Mining at Mountain Pass stopped soon after the spills came to light. Industry sources say Union Oil of California, which bought Molycorp in 1977, couldn’t afford to comply with environmental rules and felt that it couldn’t compete with China. In 2002, the company did not renew a permit to store tailing, the uranium and thorium waste that is a byproduct of REE mining, and the Mountain Pass Mine shut down.
“The economics wasn’t there because China had ramped up its production and was aggressively mining,” said Molycorp spokesman Jim Sims.
One industry veteran said the spill will cost oil giant Chevron — which bought Molycorp from Union Oil of California in 2005 — an estimated $185 million to clean up. The official called the mine’s poor environmental record “legendary.”
Confronted with China’s REE dominance and questions about its environmental record, Molycorp worked during the next several years to reopen the mine and develop a cheaper and more efficient way to remove and isolate REEs. The chemical separation process, which extracts the valuable REEs, is the most expensive and environmentally risky part of REE mining.
With a new and cheaper separation process, Molycorp, which became the sole owner of the mine in 2008, is hoping to break ground on the new REE separation facility in January. The “near-zero emissions” facility will recycle the waste water produced from the process, as well as many of the chemicals necessary to separate out the REEs, Sims said.
“The new facility incorporating these new environmental technologies will produce rare earths at a cost-per-pound that is one half of the Chinese,” Sims said, adding that the company hopes to begin mining again at Mountain Pass in 2012. Sims says the mine will produce 20,000 tons of REE-equivalent each year, more than the current U.S. demand of between 15,000 and 18,000 tons per year.
“We’ll be in a position of virtual independence,” Sims said, though he noted that the company will also sell REEs overseas.
But the industry veteran, who requested anonymity, raised questions about whether Molycorp could meet its timeline for beginning operations. “They’ve been saying it’s six months off since 2007,” the industry veteran says.
Given the recent reports about China, there is more pressure than ever on the United States to develop home-grown REE resources. Experts say U.S. rare earth demand is certain to balloon in the coming years, as plug-in hybrid electric vehicles become cheaper and wind turbines begin to pop up all over the country.

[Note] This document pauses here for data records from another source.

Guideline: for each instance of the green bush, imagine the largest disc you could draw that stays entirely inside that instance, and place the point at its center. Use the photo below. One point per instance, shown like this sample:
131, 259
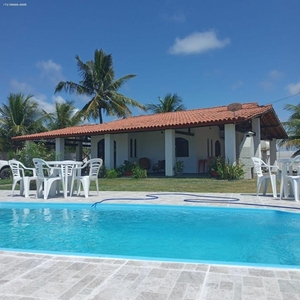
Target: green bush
227, 171
34, 150
111, 174
138, 172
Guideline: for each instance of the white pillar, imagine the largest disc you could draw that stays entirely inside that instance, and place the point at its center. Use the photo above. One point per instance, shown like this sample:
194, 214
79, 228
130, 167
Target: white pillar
273, 151
169, 151
79, 151
230, 143
94, 146
60, 148
109, 151
256, 138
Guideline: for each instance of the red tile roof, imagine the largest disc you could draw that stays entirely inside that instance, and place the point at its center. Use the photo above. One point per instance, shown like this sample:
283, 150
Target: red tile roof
183, 119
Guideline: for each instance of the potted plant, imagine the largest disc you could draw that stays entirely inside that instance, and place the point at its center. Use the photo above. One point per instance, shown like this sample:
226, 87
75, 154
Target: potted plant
213, 168
178, 167
128, 167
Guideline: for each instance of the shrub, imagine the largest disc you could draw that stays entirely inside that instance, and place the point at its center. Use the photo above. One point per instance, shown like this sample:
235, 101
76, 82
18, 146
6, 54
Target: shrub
138, 172
111, 174
227, 171
34, 150
178, 167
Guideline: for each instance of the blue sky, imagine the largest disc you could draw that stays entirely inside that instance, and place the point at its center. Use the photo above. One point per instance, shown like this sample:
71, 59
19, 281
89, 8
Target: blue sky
209, 52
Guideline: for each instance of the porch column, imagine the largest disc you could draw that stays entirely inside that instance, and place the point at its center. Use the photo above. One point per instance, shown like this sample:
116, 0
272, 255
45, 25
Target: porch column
256, 138
94, 144
60, 148
230, 143
79, 151
169, 151
109, 151
273, 151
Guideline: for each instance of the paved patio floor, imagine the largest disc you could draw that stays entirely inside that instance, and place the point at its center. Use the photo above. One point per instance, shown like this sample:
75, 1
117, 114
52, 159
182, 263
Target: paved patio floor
38, 276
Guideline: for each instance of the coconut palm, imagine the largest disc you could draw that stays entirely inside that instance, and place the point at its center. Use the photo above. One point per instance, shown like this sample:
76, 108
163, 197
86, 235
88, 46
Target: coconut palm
98, 82
292, 127
65, 115
21, 115
168, 104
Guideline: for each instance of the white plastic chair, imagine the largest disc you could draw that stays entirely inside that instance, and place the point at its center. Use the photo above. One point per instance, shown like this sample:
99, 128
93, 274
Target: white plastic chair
67, 174
46, 175
18, 172
94, 166
293, 179
264, 178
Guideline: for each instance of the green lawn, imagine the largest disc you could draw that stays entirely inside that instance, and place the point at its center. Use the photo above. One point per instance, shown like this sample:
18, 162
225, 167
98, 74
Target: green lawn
197, 185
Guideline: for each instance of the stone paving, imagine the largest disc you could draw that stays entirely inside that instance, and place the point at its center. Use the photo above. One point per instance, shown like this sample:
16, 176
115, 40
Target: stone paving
29, 276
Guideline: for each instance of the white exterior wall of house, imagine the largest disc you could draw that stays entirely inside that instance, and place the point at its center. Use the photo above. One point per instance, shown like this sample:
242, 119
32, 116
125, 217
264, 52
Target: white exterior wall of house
153, 146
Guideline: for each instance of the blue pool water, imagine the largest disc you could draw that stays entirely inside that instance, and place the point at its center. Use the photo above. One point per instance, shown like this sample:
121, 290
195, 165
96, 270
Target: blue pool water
231, 235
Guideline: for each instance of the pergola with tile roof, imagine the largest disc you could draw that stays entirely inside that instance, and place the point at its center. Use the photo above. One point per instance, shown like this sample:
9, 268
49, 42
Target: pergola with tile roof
244, 119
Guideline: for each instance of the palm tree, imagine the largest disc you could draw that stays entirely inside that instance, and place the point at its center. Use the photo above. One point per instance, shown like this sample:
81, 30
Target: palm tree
65, 115
168, 104
292, 127
98, 82
21, 115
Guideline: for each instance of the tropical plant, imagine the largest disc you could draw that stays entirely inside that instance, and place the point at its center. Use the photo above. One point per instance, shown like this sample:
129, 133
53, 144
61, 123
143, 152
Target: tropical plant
98, 82
110, 174
292, 127
138, 172
227, 171
19, 116
178, 167
168, 104
65, 115
34, 150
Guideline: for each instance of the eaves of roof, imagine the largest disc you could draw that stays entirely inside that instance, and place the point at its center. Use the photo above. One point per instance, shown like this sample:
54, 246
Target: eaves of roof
182, 119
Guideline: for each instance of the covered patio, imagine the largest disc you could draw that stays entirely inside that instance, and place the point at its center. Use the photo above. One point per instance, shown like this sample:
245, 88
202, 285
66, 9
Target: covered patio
189, 136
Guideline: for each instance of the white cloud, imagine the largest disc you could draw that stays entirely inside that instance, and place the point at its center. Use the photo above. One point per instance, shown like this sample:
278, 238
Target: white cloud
293, 88
41, 99
20, 87
198, 42
178, 17
237, 85
50, 70
275, 75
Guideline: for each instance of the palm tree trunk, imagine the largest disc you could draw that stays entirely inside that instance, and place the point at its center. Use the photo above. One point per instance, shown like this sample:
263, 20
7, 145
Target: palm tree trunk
100, 116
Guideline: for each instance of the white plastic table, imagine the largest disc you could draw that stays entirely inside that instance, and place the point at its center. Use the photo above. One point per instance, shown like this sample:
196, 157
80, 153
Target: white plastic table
58, 164
285, 168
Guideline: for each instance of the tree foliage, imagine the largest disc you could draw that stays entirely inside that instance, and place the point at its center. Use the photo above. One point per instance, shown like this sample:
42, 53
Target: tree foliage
169, 103
99, 83
19, 116
292, 127
65, 115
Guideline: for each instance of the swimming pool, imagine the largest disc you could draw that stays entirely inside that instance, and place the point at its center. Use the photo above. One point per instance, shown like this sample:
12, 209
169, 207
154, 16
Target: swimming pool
179, 233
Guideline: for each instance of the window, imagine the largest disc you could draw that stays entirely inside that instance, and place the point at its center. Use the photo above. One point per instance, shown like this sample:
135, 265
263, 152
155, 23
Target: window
217, 149
181, 147
132, 148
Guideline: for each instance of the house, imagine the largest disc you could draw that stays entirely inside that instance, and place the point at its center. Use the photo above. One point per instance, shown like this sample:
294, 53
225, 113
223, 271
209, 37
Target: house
190, 136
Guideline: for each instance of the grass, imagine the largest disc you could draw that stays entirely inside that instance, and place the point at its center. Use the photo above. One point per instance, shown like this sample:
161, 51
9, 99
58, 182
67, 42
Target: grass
163, 184
197, 185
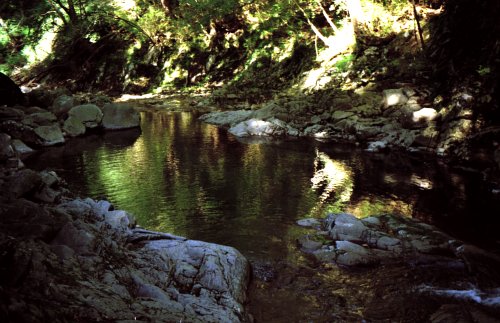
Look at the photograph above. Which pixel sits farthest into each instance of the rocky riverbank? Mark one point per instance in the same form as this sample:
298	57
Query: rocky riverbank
66	259
378	119
418	273
70	259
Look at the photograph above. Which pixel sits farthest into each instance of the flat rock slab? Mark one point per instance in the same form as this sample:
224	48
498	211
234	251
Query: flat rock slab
82	259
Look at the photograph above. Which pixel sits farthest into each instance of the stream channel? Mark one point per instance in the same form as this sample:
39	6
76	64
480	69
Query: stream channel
192	179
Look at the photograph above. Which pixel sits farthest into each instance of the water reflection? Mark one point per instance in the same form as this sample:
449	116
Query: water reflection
196	180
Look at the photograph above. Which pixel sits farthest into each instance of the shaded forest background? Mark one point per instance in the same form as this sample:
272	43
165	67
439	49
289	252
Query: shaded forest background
253	47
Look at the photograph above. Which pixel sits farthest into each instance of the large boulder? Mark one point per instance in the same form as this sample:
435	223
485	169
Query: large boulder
73	127
227	118
90	262
50	135
120	116
40	119
256	127
7	113
88	114
62	104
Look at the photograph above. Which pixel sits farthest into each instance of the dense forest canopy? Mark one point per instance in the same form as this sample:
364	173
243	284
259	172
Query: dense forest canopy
147	45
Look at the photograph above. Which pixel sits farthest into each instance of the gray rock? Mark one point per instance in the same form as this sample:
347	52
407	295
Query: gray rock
120	116
74	127
81	241
226	118
62	104
255	127
351	254
341	115
50	135
345	226
309	244
391	244
8	113
47	195
88	114
309	222
393	97
119	220
40	119
376	146
20	147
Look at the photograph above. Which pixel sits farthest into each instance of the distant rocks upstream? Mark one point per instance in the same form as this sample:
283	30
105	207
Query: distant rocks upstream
66	259
50	118
394	118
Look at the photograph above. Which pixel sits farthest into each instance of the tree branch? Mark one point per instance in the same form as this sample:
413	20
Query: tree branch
327	17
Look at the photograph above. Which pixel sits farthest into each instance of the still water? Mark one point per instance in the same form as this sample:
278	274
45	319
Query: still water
188	178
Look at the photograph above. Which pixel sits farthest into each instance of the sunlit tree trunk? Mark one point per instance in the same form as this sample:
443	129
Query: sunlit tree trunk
356	14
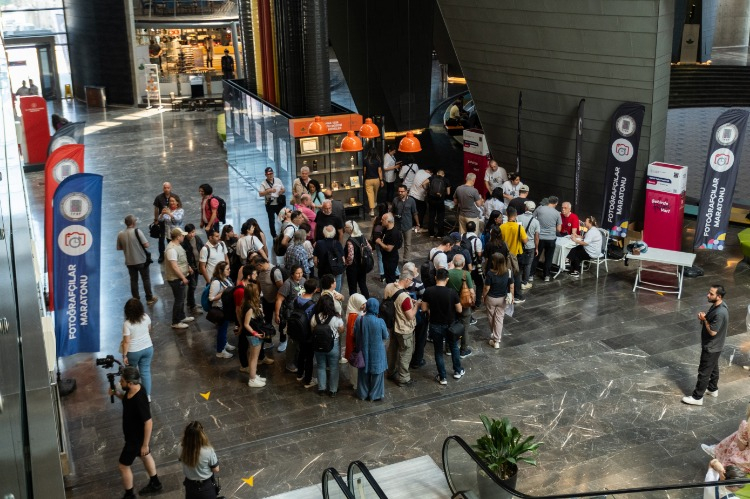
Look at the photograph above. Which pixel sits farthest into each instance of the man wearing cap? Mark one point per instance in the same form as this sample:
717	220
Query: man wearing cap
519	202
570	220
227	65
177	274
273	190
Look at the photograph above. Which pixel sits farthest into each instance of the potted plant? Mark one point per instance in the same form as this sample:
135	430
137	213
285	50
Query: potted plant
501	448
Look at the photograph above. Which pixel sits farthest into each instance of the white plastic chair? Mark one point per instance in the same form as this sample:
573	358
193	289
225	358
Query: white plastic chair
602	258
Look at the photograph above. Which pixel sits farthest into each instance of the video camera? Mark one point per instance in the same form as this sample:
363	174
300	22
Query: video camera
108	362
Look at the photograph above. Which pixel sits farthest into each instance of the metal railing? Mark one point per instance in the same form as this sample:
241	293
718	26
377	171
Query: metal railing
469	477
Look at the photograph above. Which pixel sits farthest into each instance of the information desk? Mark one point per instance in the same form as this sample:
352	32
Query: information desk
679	259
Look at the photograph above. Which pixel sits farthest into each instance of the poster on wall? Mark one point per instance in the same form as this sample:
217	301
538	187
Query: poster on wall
619	179
722	165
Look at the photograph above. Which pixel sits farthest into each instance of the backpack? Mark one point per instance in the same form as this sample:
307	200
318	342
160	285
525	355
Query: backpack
436	189
468	244
322	336
365	257
298	323
221	212
388	310
427	271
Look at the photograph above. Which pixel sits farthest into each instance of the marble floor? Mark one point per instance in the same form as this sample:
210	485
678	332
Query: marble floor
592	369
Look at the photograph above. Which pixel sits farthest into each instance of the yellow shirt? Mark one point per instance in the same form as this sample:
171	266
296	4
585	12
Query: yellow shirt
513	237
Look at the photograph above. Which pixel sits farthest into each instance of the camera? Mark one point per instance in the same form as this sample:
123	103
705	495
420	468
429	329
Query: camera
75	239
109	362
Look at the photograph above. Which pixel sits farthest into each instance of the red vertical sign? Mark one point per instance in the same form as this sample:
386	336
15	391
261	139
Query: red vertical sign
35	128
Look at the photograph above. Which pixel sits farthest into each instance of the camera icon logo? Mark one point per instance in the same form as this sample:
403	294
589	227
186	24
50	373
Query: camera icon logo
722	160
75	240
622	150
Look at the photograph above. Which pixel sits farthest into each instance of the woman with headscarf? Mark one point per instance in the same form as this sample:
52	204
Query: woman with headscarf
356	273
370	335
354	309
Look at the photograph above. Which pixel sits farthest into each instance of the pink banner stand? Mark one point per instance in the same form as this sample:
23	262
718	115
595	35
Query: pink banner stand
665	206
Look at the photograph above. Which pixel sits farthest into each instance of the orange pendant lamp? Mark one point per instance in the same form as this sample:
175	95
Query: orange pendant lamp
409	144
317	127
351	142
369	130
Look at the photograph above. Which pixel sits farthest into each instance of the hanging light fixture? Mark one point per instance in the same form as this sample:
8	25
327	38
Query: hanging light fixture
409	144
351	143
317	127
369	130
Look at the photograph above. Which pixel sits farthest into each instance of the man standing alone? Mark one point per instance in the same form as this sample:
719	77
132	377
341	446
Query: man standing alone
713	334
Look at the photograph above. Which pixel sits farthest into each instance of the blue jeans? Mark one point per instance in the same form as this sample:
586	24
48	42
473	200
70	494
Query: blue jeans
438	333
221	336
330	360
142	360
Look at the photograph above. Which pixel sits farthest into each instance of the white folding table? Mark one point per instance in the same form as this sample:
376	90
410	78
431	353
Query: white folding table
665	257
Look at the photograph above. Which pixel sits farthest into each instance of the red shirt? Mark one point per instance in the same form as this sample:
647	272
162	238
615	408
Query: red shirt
569	223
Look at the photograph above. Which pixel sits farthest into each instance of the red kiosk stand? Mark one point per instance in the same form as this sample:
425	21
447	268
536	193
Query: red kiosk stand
476	157
35	129
665	206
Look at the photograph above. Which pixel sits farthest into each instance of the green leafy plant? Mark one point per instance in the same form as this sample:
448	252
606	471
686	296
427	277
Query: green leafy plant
503	447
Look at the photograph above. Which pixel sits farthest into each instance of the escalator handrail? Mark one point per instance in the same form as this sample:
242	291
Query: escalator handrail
470	452
336	478
368	476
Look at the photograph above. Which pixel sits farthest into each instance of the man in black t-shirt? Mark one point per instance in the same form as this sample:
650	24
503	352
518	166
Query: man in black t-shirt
390	242
136	427
442	303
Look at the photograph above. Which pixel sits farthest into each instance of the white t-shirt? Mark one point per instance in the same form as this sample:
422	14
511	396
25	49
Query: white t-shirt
335	324
417	191
496	178
140	339
216	255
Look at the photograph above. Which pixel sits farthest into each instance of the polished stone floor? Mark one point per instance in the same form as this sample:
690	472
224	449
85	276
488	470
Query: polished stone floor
593	369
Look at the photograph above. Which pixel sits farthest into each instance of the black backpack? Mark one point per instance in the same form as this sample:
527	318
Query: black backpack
427	271
323	336
364	257
298	323
221	212
437	187
388	310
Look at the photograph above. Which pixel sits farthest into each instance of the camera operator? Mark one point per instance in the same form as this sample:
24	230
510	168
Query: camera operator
136	427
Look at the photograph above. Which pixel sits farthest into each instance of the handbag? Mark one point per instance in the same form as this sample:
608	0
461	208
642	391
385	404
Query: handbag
467	301
455	330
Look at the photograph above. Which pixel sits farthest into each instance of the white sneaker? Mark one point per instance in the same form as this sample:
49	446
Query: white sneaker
709	449
691	401
256	383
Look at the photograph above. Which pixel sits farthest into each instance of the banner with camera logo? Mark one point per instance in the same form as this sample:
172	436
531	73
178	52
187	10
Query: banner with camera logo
723	163
622	156
76	231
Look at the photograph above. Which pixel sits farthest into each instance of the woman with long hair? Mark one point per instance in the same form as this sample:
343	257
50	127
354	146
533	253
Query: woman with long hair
137	347
325	314
356	273
370	336
220	282
498	283
199	463
355	307
251	309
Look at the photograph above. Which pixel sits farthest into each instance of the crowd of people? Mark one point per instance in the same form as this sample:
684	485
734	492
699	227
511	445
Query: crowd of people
288	281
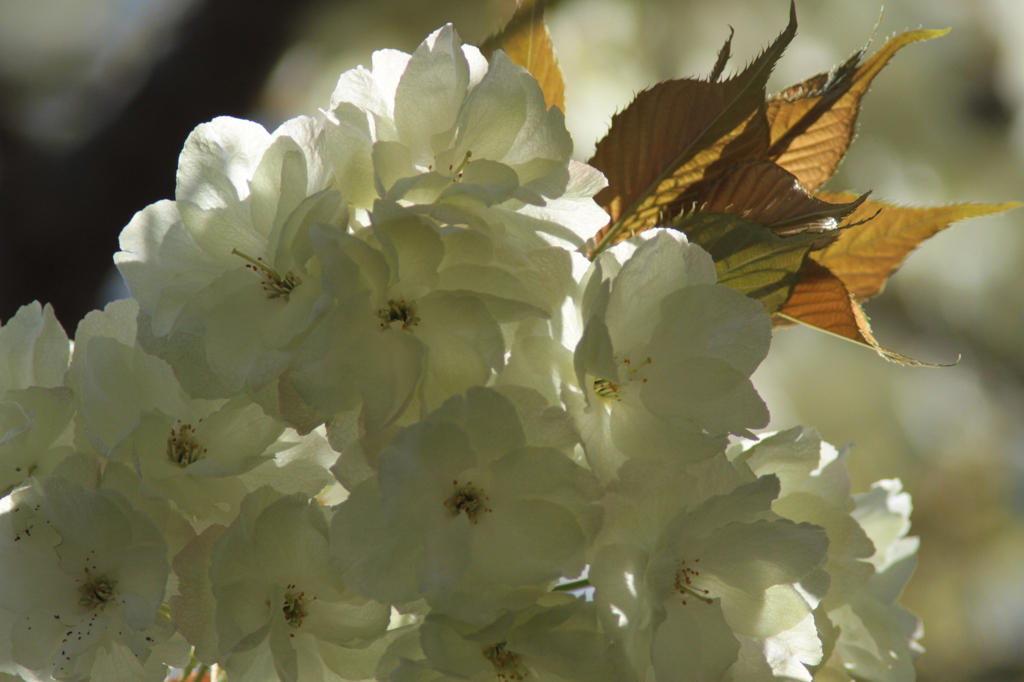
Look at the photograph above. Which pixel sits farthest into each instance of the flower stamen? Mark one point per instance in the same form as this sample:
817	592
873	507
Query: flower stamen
398	311
458	171
468	499
293	607
607	389
96	591
275	285
507	665
684	584
182	449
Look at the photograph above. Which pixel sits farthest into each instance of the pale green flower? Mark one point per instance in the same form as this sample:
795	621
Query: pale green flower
466	512
84	573
35	407
557	641
132	409
416	317
666	355
878	638
700	578
461	139
262	598
224	274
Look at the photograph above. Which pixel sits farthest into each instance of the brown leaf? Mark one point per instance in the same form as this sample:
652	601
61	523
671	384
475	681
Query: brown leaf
864	256
674	134
812	123
527	42
762	192
820	300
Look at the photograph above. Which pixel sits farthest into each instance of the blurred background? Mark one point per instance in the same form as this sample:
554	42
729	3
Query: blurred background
96	97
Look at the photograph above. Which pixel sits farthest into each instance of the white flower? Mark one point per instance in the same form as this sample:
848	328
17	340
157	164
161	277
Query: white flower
262	598
699	574
878	638
35	407
666	355
132	409
466	513
402	325
84	573
446	131
224	274
558	641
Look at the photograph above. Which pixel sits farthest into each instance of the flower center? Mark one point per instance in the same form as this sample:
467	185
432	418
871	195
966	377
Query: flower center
507	664
468	499
95	591
611	390
398	311
684	583
274	285
457	172
182	449
294	612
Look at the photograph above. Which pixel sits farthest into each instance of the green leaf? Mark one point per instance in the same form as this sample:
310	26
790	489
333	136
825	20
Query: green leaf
749	256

One turbine can require as much as a ton of REEs.
“We’re becoming dependent on these things for the economy to keep going,” said Jim Hedrick, an REE consultant. “As people are learning more about the rare earths, more and more chemists and biologists are finding new uses for them.”
Hedrick believes the U.S. is too reliant on rare earths to not develop a domestic REE industry. “If you pull rare earths out of the equation, then you’ll cause a lot of disruption,” he said.
Despite Molycorp’s goals, experts suggest that it will take many years to develop a U.S. REE industry. Yaron Vorona, executive director of the Institute for the Analysis of Global Security’s Technology and Rare Earth Metals Center, cited an April 2010 Government Accountability Office report that says it could take 15 years to develop a U.S. rare earth industry.
Vorona says the U.S. has a lack of scientific knowledge about REEs because most scientists went to China to continue their work on the minerals decades ago. “If the mines that are being planned were all to come online tomorrow that would be fantastic, but there would be nobody to run them,” Vorona said, noting that China has 100,000 rare earth scientists.
He also said that chemical separation of REEs is often very difficult to perfect. “It’s a very long and involved process,” he says. “That’s one of the biggest risks. It can take dozens, hundreds of steps to separate the rare earths.”